L’élimination des risques

On pouvait s’y attendre, les Etats nucléaires et leurs alliés n’ont pas participé aux négociations, ni ne comptent souscrire au traité. L’approche humanitaire adoptée par ICAN a néanmoins démontré que les armes nucléaires ne sont pas uniquement le problème de ceux et celles qui les possèdent. Au vu des conséquences humanitaires innommables que toute utilisation – fût-elle délibérée, accidentelle ou par négligence – aurait pour l’humanité, il est du devoir et de la responsabilité de chaque Etat de s’assurer qu’une détonation n’ait jamais lieu. Or, le seul moyen de le garantir est l’élimination complète des armes nucléaires.

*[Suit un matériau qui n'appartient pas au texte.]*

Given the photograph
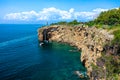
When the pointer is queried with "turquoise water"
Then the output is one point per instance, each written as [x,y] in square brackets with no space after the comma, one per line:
[21,57]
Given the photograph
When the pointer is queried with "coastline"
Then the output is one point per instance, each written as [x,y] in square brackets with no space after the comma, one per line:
[89,40]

Le traité obtient une majorité à l’ONU

La plupart des nations l’ont bien compris. S’inspirant des processus de désarmement précédents, notamment ceux relatifs aux mines anti-personnelles et armes à sous-munitions, elles ont décidé de ne plus être les otages des Etats nucléaires, et de ne pas attendre que ceux-ci agissent enfin. Les petits et grands pays d’Afrique, d’Amérique latine, d’Asie, du Pacifique et d’ailleurs ont donc mené à bien le processus d’élaboration et de négociations du traité, recueillant le soutien de 122 des 193 Etats membres des Nations unies lors de son adoption. Le traité entrera en vigueur lorsque 50 Etats l’auront signé et ratifié. Depuis le 20 septembre, 53 nations l’ont déjà signé et trois l’ont même ratifié. Malheureusement, la Suisse n’en fait pas partie.

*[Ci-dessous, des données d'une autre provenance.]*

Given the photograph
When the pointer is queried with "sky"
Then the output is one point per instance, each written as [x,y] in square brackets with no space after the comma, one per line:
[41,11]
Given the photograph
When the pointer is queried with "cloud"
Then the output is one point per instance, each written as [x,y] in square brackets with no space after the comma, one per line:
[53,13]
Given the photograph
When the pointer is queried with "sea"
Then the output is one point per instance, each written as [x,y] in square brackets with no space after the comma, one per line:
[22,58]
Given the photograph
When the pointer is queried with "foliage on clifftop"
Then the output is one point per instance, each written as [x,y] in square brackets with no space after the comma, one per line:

La Suisse manque de courage

La Suisse a pourtant joué un rôle majeur dans l’élaboration de cette approche humanitaire et a participé activement aux réunions internationales qui ont conclu au besoin d’un nouveau traité. Mais lorsqu’il est devenu clair que les puissances nucléaires boycotteraient les négociations, la Suisse a craint de les fâcher. Si elle a voté en faveur du traité, la Suisse manque aujourd’hui de courage. Elle aurait préféré que le processus suive un modèle de consensus – celui même qui a bloqué tout progrès depuis des décennies.

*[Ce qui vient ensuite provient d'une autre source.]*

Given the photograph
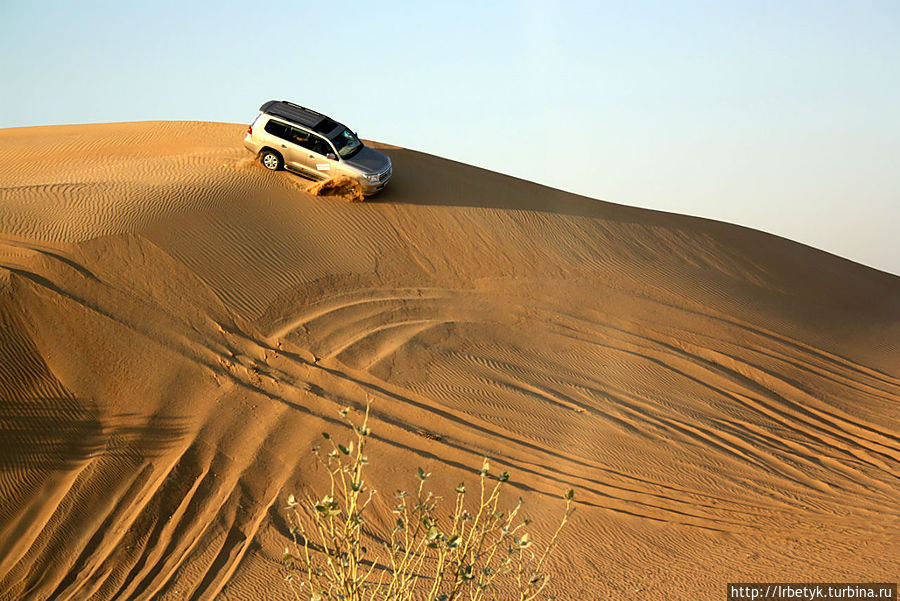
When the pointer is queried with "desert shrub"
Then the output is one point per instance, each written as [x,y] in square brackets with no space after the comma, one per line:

Berne avance désormais des arguments techniques et souligne que le traité risque de «renforcer la polarisation» internationale en matière nucléaire «plutôt que de la réduire» (Le Courrier, 19 octobre 2017). Pourtant, comme l’ont montré d’autres processus de désarmement, la prohibition et la stigmatisation d’armes ont toujours précédé leur abolition. Et les traités d’interdiction d’armes entraînent des changements concrets dans les politiques et les comportements, y compris pour les États qui n’y sont pas parties.

Vers un monde sans armes nucléaires

En attribuant son prix à ICAN, le Comité Nobel met en lumière l’importance du nouveau traité comme étape essentielle vers un monde sans armes nucléaires et encourage les Etats à y souscrire. Il salue aussi le rôle qu’a joué la société civile et l’incite à continuer d’informer le public sur l’importance du nouveau traité et à convaincre les gouvernements de le signer et de le ratifier, par le biais d’initiatives populaires et démocratiques au niveau municipal, national et international.

Le désarmement nucléaire n’est pas une utopie. C’est une nécessité humanitaire urgente. Il est dès lors primordial que la Suisse, forte de sa vision de paix et de sécurité internationales, se positionne du bon côté de l’Histoire.

Céline Nahory

Membre du conseil de fondation de ICAN


7 milliards d’investissement suisse dans les armes nucléaires

Depuis janvier 2013, cinq institutions financières suisses ont mis à disposition l’équivalent de 6776 millions de francs suisses à des entreprises impliquées dans la production d’armes nucléaires, selon le rapport Don’t Bank on the Bomb, publié par l’organisation néerlandaise PAX. La banque la plus engagée est UBS avec plus de 5 milliards d’investissements. Suivent Credit Suisse, Swiss Re, la Banque cantonale de Zurich et l’assureur Chubb.